Les conditions de travail sont également totalement inadmissibles et dues aux abus de l'institution vis-à-vis de personnes exerçant un travail précaire. Jusqu'à présent, comme notre contrat était renouvelé chaque année, nous subissions des pressions pour assurer des missions que nous n'avions pas à faire. Chaque année, c'est une source d'angoisse pour l'AESH qui se demande si son contrat va être ou non renouvelé. Souvent même, il n'est renouvelé qu'à la fin du mois de juillet, voire à la fin du mois d'août. L'AESH se demande aussi si elle s'occupera du même élève que l'année précédente avec qui elle s'entendait bien ou si, tout à coup, on va lui attribuer un autre élève. Voilà quelques questions qui reviennent chaque année et qui sont extrêmement difficiles à vivre.

Les pressions viennent aussi des chefs d'établissement, des directeurs et directrices qui ont souvent l'autorité déléguée par rapport au rectorat – il y a deux formes d'employeurs : le rectorat et les établissements publics locaux d'enseignement (EPLE). Parfois, les directeurs et directrices en profitent largement. En raison de la précarité, on ne va pas nécessairement se battre, oser se battre, ou oser dire quelque chose.

Se pose aussi le problème des enseignantes et enseignants qui ne sont pas formés au handicap ni à travailler avec des AESH. Certains n'ont pas conscience de la fonction d'AESH, de leur savoir-faire et de ce qu'elles peuvent apporter au sein d'une classe. Cela entraîne des dérives incroyables. En général, beaucoup de dépressions sont dues aux mauvaises relations avec les enseignantes et les enseignants et les directrices et les directeurs – je parle ici de ce qui se passe dans le premier degré.

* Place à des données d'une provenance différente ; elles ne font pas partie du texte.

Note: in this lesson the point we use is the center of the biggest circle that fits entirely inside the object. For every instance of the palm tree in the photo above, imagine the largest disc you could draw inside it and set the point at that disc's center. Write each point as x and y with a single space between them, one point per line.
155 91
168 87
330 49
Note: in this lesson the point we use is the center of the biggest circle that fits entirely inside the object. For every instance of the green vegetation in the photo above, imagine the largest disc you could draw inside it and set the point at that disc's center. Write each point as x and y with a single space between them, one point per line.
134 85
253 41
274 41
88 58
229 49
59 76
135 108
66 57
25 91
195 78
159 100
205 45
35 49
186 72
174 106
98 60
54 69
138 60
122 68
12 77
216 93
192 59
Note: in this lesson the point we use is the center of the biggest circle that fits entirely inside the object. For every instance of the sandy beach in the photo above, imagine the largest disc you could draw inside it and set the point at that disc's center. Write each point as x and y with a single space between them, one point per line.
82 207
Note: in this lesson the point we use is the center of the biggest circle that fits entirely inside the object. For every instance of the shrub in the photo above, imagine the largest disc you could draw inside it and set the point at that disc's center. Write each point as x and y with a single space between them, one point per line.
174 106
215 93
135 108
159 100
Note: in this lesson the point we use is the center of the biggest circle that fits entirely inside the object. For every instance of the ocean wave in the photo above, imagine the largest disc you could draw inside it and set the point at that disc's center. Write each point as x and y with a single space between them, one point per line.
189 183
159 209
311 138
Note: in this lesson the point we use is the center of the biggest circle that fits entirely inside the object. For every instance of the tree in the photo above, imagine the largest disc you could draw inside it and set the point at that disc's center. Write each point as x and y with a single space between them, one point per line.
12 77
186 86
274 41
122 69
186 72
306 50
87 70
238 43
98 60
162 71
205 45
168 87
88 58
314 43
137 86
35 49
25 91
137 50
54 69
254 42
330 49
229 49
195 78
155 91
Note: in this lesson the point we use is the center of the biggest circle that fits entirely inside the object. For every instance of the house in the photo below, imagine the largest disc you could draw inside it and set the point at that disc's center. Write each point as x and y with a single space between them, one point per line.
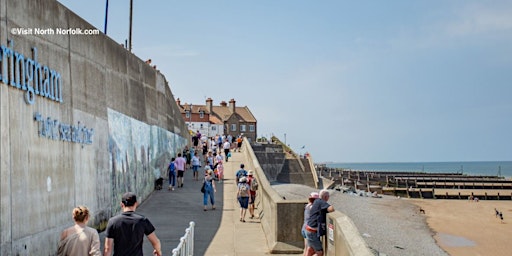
224 119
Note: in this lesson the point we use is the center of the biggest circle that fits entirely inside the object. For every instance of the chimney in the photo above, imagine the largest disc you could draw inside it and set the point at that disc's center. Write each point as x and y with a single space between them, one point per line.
232 105
209 105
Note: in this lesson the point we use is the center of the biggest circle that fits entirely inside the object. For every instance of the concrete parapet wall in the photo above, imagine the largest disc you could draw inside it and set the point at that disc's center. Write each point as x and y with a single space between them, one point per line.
112 127
282 219
343 238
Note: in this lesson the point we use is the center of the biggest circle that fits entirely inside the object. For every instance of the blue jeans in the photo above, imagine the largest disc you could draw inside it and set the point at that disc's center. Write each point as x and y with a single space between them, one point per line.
172 178
208 192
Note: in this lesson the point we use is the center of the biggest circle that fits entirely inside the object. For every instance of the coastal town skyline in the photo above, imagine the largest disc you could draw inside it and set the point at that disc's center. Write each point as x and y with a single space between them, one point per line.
348 82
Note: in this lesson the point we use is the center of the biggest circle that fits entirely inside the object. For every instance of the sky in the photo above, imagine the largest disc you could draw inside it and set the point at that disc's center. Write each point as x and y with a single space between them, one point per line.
346 81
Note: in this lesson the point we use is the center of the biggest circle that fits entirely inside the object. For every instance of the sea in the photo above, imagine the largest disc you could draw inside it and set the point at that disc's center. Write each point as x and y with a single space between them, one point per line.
488 168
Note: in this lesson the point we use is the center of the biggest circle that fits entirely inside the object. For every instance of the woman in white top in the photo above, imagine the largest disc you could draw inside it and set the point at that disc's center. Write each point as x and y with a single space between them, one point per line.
79 240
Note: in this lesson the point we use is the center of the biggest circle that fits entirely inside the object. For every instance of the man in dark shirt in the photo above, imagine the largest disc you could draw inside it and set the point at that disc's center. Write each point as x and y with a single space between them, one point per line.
315 225
125 232
240 173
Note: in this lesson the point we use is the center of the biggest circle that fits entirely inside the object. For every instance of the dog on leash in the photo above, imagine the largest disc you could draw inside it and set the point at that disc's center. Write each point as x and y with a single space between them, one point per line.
159 183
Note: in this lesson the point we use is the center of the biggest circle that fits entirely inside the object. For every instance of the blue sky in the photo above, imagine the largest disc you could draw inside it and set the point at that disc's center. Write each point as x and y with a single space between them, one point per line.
352 81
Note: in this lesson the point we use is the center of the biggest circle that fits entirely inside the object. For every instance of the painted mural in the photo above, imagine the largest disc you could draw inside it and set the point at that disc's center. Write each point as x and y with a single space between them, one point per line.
139 154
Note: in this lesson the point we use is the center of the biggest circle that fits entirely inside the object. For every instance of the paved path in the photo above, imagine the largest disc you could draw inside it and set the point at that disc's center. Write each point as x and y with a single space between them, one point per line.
217 232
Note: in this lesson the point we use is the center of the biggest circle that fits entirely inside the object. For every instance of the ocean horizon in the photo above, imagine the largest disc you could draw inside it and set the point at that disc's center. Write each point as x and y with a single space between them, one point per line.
488 168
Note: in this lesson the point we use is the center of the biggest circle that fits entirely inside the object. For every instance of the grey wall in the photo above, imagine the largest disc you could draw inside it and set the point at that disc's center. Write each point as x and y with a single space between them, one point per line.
136 127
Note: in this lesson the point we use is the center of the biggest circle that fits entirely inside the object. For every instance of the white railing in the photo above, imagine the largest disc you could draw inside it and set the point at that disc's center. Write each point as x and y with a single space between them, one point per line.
186 246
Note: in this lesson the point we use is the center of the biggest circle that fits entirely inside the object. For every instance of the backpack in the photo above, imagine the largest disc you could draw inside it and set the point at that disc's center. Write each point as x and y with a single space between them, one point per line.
243 190
254 184
240 174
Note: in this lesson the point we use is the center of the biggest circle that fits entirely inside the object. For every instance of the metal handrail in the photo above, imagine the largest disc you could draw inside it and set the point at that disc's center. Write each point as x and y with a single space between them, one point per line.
186 245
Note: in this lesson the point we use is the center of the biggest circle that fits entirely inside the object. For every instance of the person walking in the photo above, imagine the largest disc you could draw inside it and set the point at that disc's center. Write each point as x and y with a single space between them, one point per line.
253 185
209 189
240 173
226 146
196 163
315 225
79 240
312 197
125 232
243 197
180 163
172 174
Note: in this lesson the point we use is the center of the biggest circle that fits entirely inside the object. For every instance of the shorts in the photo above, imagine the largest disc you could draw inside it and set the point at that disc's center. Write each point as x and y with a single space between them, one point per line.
314 241
244 202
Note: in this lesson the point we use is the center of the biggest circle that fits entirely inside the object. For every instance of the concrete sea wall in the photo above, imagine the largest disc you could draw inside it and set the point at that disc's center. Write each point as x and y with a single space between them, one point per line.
82 120
282 218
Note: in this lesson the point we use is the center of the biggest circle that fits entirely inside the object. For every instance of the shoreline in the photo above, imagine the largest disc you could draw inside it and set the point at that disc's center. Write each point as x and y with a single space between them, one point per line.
465 227
395 226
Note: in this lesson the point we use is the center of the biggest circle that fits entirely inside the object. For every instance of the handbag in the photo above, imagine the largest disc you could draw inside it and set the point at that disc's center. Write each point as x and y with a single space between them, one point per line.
202 188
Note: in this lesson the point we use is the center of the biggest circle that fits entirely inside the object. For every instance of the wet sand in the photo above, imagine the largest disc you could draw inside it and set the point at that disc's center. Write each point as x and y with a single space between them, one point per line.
469 228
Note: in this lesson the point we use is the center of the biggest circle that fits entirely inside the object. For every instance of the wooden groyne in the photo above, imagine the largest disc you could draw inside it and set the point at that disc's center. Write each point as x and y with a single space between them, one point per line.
450 185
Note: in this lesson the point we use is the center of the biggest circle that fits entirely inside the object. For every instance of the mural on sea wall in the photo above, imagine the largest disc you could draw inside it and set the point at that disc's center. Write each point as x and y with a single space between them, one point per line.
139 154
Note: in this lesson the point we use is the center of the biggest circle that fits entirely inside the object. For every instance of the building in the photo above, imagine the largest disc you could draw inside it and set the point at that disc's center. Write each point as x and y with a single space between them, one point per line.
224 119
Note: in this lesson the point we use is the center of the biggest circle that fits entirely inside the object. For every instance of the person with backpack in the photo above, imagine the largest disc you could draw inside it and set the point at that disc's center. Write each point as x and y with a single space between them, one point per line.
172 174
209 189
240 173
243 197
253 185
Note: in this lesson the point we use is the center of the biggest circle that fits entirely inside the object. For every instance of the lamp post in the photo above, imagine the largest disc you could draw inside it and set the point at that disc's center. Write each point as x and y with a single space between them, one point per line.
190 115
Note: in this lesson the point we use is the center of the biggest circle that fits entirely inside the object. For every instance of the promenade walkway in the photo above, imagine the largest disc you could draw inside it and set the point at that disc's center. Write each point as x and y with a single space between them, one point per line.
217 232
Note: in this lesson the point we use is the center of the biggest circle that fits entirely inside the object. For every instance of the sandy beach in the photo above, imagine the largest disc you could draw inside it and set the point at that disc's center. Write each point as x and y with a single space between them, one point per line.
463 227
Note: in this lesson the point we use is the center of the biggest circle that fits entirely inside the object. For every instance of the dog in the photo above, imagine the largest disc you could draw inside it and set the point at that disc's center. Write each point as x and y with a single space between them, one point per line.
159 183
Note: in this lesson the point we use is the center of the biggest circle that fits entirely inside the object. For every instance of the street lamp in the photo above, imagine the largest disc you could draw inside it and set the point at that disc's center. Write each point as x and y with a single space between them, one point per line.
190 115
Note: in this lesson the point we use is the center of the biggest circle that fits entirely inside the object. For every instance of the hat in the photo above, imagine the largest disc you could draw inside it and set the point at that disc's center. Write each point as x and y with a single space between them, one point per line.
129 199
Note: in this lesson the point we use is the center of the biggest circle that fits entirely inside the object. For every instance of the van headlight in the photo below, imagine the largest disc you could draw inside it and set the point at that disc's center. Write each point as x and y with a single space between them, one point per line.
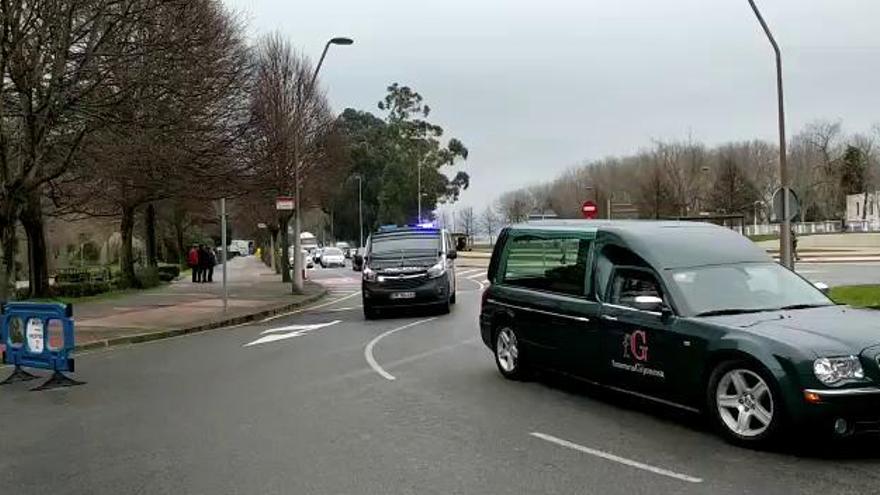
838 370
437 270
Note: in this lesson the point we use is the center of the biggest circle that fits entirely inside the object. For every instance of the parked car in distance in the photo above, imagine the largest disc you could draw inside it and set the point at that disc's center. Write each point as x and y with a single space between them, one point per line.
307 257
357 260
346 249
332 256
687 314
407 267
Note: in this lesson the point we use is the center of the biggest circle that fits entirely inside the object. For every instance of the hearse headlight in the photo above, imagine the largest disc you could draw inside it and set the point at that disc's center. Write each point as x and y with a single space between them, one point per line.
838 370
437 270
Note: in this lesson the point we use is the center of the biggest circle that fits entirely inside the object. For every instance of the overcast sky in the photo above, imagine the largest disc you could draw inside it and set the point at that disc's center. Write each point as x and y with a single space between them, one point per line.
533 88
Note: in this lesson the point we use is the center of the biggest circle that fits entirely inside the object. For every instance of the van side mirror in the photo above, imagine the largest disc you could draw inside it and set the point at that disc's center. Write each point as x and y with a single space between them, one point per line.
649 303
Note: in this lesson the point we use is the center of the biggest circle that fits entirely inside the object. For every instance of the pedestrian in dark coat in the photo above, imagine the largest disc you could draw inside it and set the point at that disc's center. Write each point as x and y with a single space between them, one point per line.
210 263
192 260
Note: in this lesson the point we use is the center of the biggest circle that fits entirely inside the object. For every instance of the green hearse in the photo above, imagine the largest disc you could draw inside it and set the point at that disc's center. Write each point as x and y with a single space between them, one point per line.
687 314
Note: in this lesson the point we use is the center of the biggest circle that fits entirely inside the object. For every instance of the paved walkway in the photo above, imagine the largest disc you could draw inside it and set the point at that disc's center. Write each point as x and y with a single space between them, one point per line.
183 306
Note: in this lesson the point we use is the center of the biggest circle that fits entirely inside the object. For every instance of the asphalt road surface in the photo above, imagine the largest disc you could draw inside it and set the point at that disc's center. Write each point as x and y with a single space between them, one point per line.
323 402
841 273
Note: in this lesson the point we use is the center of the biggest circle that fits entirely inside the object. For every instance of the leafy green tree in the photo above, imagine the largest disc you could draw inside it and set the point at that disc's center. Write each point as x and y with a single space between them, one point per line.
414 148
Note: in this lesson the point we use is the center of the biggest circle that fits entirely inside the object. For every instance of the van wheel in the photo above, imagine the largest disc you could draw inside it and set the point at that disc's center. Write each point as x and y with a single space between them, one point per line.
370 313
509 355
744 402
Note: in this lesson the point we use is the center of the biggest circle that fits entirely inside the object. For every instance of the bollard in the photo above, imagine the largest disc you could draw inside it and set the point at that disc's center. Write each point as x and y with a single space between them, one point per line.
24 331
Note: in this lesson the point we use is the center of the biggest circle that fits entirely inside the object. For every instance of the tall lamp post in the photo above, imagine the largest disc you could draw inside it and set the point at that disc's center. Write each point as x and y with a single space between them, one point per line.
785 234
297 285
360 179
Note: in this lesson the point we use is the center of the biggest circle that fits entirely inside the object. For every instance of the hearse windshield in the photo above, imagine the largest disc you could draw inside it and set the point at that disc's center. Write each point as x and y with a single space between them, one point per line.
413 243
744 288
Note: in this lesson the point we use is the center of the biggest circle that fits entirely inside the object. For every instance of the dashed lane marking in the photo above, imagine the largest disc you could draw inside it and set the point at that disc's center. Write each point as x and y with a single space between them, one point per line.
616 458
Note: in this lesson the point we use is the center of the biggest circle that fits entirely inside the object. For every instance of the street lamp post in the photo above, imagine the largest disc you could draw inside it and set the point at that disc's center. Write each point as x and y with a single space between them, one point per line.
360 179
785 233
297 278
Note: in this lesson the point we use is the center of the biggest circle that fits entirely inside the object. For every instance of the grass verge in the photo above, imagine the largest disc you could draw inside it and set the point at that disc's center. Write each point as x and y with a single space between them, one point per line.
862 296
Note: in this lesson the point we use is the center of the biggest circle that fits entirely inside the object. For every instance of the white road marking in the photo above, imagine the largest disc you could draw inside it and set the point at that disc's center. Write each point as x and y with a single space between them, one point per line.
349 308
288 332
615 458
368 350
297 311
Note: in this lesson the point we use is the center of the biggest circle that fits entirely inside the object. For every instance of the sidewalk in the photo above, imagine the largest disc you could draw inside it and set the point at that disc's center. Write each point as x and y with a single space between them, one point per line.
255 291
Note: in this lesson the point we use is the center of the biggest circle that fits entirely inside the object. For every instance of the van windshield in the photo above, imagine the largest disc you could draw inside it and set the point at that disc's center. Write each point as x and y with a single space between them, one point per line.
405 244
745 287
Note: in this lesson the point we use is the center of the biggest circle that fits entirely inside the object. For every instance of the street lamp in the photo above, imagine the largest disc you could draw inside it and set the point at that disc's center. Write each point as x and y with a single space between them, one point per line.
297 242
757 203
360 179
785 234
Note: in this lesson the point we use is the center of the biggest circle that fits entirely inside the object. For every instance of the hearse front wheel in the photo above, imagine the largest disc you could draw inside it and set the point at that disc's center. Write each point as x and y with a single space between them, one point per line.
743 400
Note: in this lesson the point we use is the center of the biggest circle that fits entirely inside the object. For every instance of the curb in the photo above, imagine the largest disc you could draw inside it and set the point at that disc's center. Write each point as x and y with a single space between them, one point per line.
213 325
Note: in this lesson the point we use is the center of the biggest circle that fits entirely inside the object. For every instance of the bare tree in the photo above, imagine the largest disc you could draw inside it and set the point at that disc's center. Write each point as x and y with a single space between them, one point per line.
176 134
468 222
489 222
289 120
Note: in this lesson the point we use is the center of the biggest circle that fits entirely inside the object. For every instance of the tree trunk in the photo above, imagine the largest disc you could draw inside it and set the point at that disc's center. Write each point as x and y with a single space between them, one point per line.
38 263
126 255
150 236
7 240
283 222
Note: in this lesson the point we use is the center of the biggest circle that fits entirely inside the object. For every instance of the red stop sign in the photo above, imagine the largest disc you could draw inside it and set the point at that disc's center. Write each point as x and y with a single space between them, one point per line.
589 210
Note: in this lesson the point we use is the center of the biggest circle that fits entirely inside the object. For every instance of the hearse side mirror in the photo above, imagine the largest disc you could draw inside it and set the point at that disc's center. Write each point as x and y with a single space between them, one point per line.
649 303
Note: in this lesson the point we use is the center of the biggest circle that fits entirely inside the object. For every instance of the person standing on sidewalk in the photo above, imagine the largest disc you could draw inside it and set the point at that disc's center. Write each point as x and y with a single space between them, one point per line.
210 263
192 260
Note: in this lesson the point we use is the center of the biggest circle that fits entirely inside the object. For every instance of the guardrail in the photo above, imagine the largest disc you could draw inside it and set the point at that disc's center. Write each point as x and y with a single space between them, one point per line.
38 335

On confond souvent les agents territoriaux spécialisés des écoles maternelles (ATSEM) et les AESH, ce qui fait que l'on demande à ces dernières de changer des couches, de faire du ménage ou encore de surveiller les élèves dans la cour de récréation. Or ce ne sont absolument pas les fonctions qui nous sont attribuées. Nous n'en avons ni la responsabilité, ni l'assurance. On nous demande aussi d'assister les enseignantes et enseignants dans leur classe, ce qui n'est pas non plus notre fonction.

On est même allé jusqu'à interdire à des AESH d'aller dans la salle des professeurs, qui est la salle du personnel. Dans les petites écoles, il y a une salle de classe où mangent tous les enseignantes et enseignants. Or parfois elles en sont exclues, et certaines AESH sont contraintes d'aller déjeuner dans leur voiture. De plus, on ne leur adressera pas la parole de toute la journée, on les reléguera dans un coin quand ce n'est pas l'enseignante ou l'enseignant qui les relègue dans un placard avec l'élève en situation de handicap et leur demande de calmer l'enfant pour qu'il puisse enseigner tranquillement.